Exist-sense?

Am I that name?

Or do I twist to fit it?

If you called me something else,

would it affect the ‘me’ I feel ‘inside’?

Who is it that speaks?

Who is speaking now, in these lines,

this person you think you read

as you absorb these words?

You think you know me,

that these lines somehow represent

that which I cannot even know (of) myself.

When I think about myself,

am I reflecting on something I have created?

And if so, where is the ‘I’ that creates?

If I am the creation of a creation,

a fiction that reiterates ad infinitum,

where does it end?

Something from nothing, or nothing at all?
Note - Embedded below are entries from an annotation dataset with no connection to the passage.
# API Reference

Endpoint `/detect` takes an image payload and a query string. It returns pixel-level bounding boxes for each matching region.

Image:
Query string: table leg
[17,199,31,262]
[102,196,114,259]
What does it mean to have meaning?

can something mean something

with nobody to mean anything to?

If there was no reader here,

what would happen to these lines

I am writing? Would they

sit limp and lifeless,

silenced like the tree

that falls in the forest

with no-one around?

Who are you?

What do you see when you think about me?

Perhaps a refraction of who you think you are,

who you think I am,

or who you want me to be?

Where is the ‘you’ that thinks?

That reads these lines,

and endows them with meaning?

Do you really think

that you can read my meaning here?

Do you think

you can see into my subconscious, or

do you consciously create your own fictions,

your own meanings,

your own story?

Are these lines really mine,

or are they ours?

And if we say ‘we’,

where could we be?

 

Notes: ‘Am I that Name?’ is the title of a book by Denise Riley, a wonderful feminist author and poet. The full reference for the book is as follows:

Riley, Denise. 1989. Am I That Name? Feminism and the Category of Women in History, Minnesota: University of Minnesota Press.